Polaroid invented instant photography and stubbornly clung to instant CHEMICAL photography even as young employees and researchers spoke of instant DIGITAL photography. The company founders may have viewed digital with disdain; it was inferior at first and they, after all, had been grad students in chemistry and not computer science. But this chemical attitude led them to throw the young people out of the room who could have helped Polaroid reimagine and retinker strategically and adapt and reinvent itself and migrate from one leadership position to another. In fact, Polaroid's stubbornness turned it into a penny stock, a fact that left thousands of loyal former employees with nothing in their retirement accounts.

Think this cannot happen to universities and colleges and community colleges? It will if, like Polaroid, campus leaders cling to their siege and fortress and ivory tower mentality of defensiveness rather than embrace life and adventure and expeditionary learning in a world that has changed around them and under their feet. Okay, it's true: it's not fair to have jumped through hoops and now have to jump through more hoops and retool. Welcome to the human race!
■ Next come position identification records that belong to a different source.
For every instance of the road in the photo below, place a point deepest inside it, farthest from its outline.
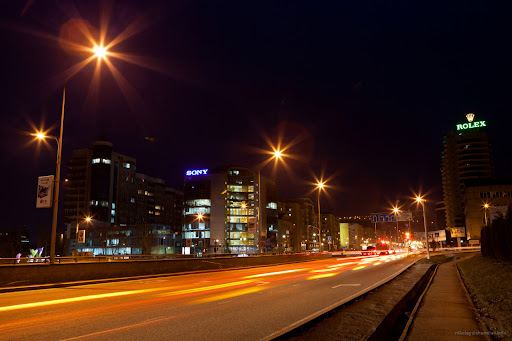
(246, 304)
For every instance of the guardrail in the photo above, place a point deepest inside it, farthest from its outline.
(120, 258)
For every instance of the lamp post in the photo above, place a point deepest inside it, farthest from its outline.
(98, 52)
(486, 207)
(422, 201)
(396, 211)
(275, 155)
(320, 185)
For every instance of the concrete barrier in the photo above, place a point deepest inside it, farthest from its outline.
(37, 274)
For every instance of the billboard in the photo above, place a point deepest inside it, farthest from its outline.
(251, 224)
(81, 236)
(404, 216)
(457, 232)
(44, 191)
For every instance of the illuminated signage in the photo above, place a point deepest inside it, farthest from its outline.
(197, 172)
(471, 124)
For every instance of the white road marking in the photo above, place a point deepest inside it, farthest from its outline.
(346, 285)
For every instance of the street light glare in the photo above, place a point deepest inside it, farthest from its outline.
(99, 51)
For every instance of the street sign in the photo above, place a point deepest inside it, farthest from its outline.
(44, 191)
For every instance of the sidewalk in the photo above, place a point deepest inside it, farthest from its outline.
(445, 312)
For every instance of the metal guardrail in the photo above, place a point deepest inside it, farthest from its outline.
(120, 258)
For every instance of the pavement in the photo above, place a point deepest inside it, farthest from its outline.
(446, 311)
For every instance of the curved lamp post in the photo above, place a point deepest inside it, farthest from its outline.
(98, 52)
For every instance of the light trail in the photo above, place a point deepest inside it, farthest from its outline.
(274, 273)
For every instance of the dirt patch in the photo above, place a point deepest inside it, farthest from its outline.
(489, 283)
(358, 319)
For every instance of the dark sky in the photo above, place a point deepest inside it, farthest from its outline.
(368, 87)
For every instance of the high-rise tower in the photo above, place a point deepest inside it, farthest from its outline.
(467, 156)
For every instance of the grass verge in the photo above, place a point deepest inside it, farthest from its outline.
(490, 285)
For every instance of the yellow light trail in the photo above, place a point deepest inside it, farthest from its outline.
(274, 273)
(211, 287)
(321, 276)
(337, 265)
(74, 299)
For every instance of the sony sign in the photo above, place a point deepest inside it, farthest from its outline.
(470, 125)
(197, 172)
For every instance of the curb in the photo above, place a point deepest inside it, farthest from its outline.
(481, 322)
(392, 327)
(131, 278)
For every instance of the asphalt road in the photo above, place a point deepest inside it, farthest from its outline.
(247, 304)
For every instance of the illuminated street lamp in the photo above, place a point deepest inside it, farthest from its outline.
(98, 52)
(395, 212)
(422, 201)
(320, 185)
(276, 154)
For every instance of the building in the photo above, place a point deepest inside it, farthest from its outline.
(301, 212)
(330, 232)
(103, 184)
(100, 183)
(221, 211)
(467, 155)
(497, 195)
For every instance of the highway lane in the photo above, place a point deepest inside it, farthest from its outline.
(252, 304)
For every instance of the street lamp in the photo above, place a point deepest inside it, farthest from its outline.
(422, 201)
(320, 185)
(396, 211)
(486, 207)
(276, 154)
(99, 52)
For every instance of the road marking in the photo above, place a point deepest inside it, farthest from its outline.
(346, 285)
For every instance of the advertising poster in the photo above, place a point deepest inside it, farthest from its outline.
(44, 191)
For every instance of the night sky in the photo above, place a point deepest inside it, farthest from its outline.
(365, 88)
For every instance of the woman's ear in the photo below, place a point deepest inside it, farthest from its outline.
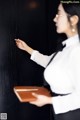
(74, 19)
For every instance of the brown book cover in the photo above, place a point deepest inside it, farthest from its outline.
(24, 93)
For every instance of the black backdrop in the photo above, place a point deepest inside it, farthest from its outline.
(35, 26)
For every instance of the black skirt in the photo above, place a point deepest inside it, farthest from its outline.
(71, 115)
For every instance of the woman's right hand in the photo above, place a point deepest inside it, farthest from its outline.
(23, 46)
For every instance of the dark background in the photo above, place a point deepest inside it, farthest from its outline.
(33, 24)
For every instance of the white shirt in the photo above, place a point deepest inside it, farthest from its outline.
(63, 75)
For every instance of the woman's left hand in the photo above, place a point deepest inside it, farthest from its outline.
(41, 100)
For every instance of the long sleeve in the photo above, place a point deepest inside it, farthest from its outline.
(40, 58)
(71, 101)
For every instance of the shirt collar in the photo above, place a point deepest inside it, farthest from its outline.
(71, 41)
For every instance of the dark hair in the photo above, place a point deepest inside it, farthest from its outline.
(73, 9)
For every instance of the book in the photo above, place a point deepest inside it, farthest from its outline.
(24, 93)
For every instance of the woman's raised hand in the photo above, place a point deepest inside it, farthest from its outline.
(23, 46)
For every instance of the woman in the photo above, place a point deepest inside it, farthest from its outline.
(63, 72)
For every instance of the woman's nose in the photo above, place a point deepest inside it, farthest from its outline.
(55, 18)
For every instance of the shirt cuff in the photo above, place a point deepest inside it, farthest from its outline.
(58, 107)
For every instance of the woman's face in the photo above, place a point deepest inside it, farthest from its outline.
(61, 20)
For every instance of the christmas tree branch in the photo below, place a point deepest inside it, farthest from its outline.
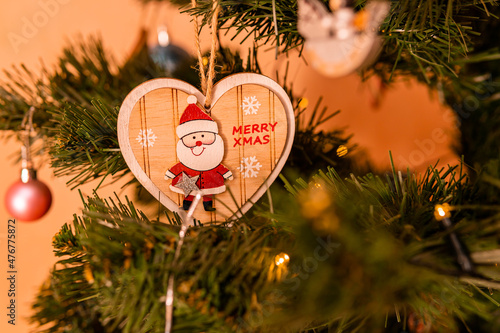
(121, 261)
23. joy123 - August 18, 2010 at 09:17 am


24. joekim_mcmaster - August 18, 2010 at 08:05 pm

Thought I would give a little summary of my own experience:

Over the last 3 years, I have been working to implement a blended learning model similar to David Miller's course structure but applied to a very large introductory psychology course with an enrolment of 3000+ students. As in Miller's model, the major shift is that all the primary course material is available online for self-paced learning through "web lectures" (you can see a sample at www.intropsych.net). This redefines how actual in-class time is used. Students meet for a weekly small group tutorial (25 students) lead by a Teaching Assistant to discuss and lead activities, and a weekly Live Lecture in which I can focus on context, applications, and connections with the real world.

It may seem obvious, but the key to success in using a blended learning model is that *both* online and face-to-face instruction elements must be well executed! The web lectures have high production values and feature several interactive features, tutorials are lead by Teaching Assistants who enroll in a separate course called Applied Educational Psychology with me, and Live Lectures are designed more as "colloquia" than lectures.

25. pkamm - August 19, 2010 at 11:32 am

It's difficult to get administration and faculty to embrace the potential of video because they mostly see it as a resource and time hog. There may be some that are hesitant to realize that video is a new (not so new) and necessary literacy for faculty, but most seem to back away because of perceived costs.

I've been banging my head against this for a few years.

So I've taken another approach. I'm developing a "Lightweight" Video Production series for our faculty. My first project is an introduction series of 3 short video that simply introduce the Tools, the Process, and some of the Techniques. It's very brief, and meant only to whet the appetite and maybe demostrate that effective video can be done without prohibitive costs or time.

I'm hoping this may strike a chord with some of our faculty...

26. professor01 - September 02, 2010 at 09:52 am

Who owns such video courses? What's to prevent institution from having low paid adjuncts take over the teaching and cut out the course creators?